Il en a conclu que la longueur moyenne des films avait augmenté d’environ 24 %, de 1 heure 21 minutes dans les années 1930 à 1 heure 47 minutes en 2022. La longueur moyenne des 10 films les plus populaires de l’année, toujours selon IMDb, a quant à elle progressé de presque 50 % depuis les années 1930, jusqu’à environ 2 heures 30 min en 2022.

Les superproductions, notamment l’avalanche de films de superhéros des dernières années, sont bien sûr au cœur du phénomène. Le plus récent James Bond, No Time to Die (2021), est le plus long film de la série, à 163 minutes. La suite d’Avatar, The Way of The Water (2022), s’éternisait à 192 minutes. Évidemment, il n’y a pas que les superproductions qui sont longues. Les récents Babylon de Damien Chazelle et Beau Is Afraid d’Ari Aster duraient respectivement 189 et 179 minutes.

Pourquoi les films sont-ils plus longs ? Bien des observateurs estiment qu’afin d’attirer des spectateurs en salle, loin du confort de leur salon, il faut que le cinéma se distingue des séries télé, avec davantage de scènes spectaculaires.

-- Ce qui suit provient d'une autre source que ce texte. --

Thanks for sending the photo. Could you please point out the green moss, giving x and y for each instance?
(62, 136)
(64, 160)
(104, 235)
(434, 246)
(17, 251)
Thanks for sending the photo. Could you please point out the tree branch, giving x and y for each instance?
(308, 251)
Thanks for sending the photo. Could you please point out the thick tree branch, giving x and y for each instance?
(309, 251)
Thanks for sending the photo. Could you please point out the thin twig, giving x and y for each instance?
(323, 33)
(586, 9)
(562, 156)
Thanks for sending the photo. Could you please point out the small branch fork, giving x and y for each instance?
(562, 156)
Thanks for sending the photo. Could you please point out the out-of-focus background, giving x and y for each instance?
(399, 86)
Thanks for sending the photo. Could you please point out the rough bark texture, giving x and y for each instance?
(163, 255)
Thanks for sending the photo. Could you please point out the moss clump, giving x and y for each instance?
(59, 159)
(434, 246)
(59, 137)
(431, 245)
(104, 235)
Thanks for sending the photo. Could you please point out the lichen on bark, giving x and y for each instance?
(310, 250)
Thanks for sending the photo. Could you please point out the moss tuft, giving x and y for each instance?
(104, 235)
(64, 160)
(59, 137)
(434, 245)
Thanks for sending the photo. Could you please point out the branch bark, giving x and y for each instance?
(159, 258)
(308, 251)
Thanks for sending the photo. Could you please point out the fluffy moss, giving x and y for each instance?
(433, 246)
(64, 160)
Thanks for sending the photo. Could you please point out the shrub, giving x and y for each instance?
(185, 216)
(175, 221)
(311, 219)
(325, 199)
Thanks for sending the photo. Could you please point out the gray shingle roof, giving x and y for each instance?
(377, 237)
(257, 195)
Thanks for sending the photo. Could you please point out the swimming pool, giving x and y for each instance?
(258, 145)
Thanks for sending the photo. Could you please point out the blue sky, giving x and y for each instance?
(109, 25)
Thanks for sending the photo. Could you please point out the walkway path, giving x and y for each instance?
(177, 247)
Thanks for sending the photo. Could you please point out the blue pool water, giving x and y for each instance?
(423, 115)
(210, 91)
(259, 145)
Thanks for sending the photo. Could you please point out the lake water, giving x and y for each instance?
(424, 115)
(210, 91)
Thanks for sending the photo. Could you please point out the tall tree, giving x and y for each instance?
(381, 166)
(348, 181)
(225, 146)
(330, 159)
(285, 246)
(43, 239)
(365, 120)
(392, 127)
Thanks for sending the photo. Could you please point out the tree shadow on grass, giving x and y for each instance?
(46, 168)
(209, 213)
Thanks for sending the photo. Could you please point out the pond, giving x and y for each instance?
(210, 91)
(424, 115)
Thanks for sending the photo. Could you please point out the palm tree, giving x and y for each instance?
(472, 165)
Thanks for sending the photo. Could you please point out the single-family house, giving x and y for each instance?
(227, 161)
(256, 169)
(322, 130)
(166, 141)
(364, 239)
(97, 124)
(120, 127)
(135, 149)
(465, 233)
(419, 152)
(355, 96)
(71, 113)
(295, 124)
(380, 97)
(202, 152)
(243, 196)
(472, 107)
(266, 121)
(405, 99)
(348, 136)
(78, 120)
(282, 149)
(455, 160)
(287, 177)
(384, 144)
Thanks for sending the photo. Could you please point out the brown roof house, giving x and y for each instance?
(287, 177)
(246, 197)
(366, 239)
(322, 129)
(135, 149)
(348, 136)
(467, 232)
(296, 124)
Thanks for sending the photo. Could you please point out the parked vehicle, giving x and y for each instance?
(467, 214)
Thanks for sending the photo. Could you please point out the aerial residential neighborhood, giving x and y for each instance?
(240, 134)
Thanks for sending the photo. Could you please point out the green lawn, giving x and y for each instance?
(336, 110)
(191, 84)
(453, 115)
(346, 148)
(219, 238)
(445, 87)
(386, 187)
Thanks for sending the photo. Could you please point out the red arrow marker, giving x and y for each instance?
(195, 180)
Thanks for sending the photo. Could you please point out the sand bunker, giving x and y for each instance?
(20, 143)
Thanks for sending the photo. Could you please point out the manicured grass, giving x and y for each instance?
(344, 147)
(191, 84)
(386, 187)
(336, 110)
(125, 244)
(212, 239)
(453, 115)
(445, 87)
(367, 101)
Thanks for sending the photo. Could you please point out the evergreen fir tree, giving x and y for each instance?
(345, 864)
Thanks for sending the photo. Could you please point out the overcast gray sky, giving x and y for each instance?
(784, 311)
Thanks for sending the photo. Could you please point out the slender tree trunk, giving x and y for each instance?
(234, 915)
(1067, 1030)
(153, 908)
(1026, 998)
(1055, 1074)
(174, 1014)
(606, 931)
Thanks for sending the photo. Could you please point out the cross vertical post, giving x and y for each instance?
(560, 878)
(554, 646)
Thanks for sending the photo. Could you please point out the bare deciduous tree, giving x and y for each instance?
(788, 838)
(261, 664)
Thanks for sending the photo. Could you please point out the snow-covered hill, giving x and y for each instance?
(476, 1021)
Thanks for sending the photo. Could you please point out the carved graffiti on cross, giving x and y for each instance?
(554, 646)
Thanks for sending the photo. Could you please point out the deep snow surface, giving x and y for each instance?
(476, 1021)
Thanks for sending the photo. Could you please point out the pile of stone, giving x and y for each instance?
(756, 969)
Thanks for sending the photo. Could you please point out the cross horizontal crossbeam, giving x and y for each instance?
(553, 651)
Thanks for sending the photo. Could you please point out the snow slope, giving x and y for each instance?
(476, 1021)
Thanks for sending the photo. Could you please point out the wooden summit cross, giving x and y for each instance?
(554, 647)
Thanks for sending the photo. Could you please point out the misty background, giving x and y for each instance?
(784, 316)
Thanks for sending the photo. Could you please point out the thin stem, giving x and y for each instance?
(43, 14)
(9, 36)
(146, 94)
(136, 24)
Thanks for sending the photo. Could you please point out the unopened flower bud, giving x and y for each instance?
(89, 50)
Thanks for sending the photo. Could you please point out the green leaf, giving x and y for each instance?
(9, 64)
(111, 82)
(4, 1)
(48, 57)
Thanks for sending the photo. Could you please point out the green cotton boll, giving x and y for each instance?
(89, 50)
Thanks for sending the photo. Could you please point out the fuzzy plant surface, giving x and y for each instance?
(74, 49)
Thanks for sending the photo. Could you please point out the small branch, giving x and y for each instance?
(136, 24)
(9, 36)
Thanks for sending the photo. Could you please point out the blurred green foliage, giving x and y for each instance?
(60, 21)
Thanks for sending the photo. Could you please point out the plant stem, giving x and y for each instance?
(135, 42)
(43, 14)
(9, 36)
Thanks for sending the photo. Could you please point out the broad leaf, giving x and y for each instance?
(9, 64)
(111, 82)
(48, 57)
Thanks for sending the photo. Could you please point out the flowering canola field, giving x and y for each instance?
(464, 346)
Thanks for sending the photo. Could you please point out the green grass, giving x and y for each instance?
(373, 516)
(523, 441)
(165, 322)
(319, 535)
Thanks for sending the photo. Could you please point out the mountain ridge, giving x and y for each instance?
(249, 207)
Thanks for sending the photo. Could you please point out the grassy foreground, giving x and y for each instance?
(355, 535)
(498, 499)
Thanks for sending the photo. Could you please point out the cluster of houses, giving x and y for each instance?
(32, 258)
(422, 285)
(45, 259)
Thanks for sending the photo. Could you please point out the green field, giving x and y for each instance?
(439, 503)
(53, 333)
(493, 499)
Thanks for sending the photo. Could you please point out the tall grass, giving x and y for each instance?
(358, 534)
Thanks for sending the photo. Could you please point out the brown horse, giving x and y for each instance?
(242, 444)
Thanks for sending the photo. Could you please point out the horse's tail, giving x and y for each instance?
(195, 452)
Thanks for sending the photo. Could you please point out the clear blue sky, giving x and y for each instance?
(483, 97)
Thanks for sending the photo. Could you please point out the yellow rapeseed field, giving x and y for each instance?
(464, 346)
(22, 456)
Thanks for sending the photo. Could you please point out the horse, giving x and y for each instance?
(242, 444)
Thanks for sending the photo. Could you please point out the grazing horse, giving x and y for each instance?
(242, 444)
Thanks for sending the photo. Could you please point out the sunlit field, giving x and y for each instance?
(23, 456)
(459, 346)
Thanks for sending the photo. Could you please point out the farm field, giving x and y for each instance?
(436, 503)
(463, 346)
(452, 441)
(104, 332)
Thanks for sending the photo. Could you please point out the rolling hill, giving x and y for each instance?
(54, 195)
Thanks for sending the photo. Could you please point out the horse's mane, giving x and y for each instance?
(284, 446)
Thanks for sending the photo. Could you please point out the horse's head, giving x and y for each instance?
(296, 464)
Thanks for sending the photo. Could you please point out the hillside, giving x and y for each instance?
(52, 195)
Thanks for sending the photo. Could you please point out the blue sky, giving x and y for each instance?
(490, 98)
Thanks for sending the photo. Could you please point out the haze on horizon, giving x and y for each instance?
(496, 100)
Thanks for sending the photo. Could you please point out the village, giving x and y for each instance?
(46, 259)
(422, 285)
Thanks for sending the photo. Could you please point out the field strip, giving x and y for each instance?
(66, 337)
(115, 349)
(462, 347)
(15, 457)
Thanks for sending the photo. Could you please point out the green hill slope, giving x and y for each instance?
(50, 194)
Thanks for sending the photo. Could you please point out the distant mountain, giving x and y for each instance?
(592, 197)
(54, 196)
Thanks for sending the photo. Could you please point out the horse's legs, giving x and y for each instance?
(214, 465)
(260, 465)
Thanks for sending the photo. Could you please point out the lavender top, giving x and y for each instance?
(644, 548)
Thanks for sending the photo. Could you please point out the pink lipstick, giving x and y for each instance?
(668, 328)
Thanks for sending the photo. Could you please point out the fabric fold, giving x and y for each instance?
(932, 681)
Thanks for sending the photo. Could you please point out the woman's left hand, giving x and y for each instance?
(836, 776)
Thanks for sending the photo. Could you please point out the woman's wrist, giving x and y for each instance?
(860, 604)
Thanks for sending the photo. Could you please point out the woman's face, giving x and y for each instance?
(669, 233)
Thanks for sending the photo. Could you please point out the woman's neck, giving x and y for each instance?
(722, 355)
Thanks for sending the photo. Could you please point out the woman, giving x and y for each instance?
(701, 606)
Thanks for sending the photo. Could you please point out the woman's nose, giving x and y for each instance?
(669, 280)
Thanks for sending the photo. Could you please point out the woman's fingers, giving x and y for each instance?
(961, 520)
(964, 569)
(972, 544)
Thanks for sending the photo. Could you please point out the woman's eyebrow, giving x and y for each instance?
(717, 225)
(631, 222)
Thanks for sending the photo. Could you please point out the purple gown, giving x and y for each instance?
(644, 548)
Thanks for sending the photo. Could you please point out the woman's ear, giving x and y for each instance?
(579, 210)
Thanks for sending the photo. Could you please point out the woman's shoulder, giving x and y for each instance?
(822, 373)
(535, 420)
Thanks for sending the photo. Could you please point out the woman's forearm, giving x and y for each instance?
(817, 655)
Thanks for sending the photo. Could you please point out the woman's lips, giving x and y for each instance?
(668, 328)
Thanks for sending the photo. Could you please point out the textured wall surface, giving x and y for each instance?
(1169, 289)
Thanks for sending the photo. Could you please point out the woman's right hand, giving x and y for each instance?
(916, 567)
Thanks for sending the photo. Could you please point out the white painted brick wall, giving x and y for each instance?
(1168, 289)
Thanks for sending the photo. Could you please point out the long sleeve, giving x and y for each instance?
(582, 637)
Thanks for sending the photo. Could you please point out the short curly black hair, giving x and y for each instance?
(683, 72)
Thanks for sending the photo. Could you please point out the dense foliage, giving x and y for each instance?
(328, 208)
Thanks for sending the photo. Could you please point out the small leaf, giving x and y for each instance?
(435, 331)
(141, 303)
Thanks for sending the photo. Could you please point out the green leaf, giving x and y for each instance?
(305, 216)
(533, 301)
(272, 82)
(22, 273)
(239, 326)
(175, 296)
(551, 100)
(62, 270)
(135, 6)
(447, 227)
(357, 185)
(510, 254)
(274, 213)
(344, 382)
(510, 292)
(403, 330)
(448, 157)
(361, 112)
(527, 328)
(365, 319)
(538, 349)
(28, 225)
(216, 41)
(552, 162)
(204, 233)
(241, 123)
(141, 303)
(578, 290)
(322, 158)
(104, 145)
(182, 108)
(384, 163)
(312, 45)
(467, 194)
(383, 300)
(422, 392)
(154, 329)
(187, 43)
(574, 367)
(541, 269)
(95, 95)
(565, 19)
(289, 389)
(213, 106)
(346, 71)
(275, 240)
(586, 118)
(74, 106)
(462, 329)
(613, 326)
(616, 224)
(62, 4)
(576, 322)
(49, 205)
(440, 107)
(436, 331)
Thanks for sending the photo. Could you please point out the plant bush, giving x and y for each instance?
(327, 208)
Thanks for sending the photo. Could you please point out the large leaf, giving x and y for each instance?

L’ironie, c’est que plus le cinéma fait long et tente d’« élargir les récits », en étoffant les personnages et les intrigues secondaires, plus il se rapproche de la série télé.

Le prix d’un billet de cinéma équivaut grosso modo à celui d’un abonnement mensuel à une plateforme numérique. La logique marchande dicte que les producteurs de films en donnent davantage au client pour son argent. Or, un autre paradoxe, c’est que le coût d’un billet de film de 3 heures est généralement le même que celui d’un film de 90 minutes. Alors que les propriétaires de salle peuvent projeter moins de films dans une journée.

Il y a bien sûr un réel plaisir à voir un film de 90 minutes sans la moindre longueur. Vampire humaniste cherche suicidaire consentant, de la Québécoise Ariane Louis-Seize, se boucle en 91 réjouissantes minutes. Vers un avenir radieux, le plus récent film de Nanni Moretti, ne dure que 1 heure 35 minutes. Il y a bien des films, il est vrai, qui ne méritent pas de durer plus longtemps. Trop de cinéastes se complaisent dans des scènes inutiles qu’ils auraient dû couper au montage. La concision est aussi ce qui fait le charme du cinéma.

Il reste que si on peut endurer qu’une série médiocre comme Tapie sur Netflix étire la sauce du parcours de vie d’un peddler sur sept épisodes d’une heure, on peut « faire l’effort » de découvrir une œuvre telle Killers of the Flower Moon, de 206 minutes, certes, mais qui dévoile un pan fascinant de l’histoire des Premières Nations aux États-Unis.

Il y a une certaine forme d’hypocrisie à déclarer qu’un film de plus de deux heures est « trop long », alors qu’on télévore tous les week-ends quantité d’épisodes de séries. Bien sûr que chez soi, on peut en tout temps décréter une pause pour aller aux toilettes ou se faire une tisane. Ce n’est pas comme faire partie du « public captif » d’une salle de cinéma. Il reste qu’il n’y a pas un plus bel endroit que le cinéma, de lieu mieux adapté, pour voir le nouveau film de Martin Scorsese.

La beauté de la chose, c’est qu’on peut revoir La maman et la putain de Jean Eustache, 3 heures 40 minutes, puis découvrir la série de Netflix sur David Beckham, 285 minutes, à quelques semaines d’intervalle, enfiler trois épisodes de La candidate (129 minutes) et regarder une Palme d’or, 152 minutes, deux jours plus tard. Le tout avec beaucoup de plaisir. C’est possible, tout en profitant du beau temps. Je vous le confirme.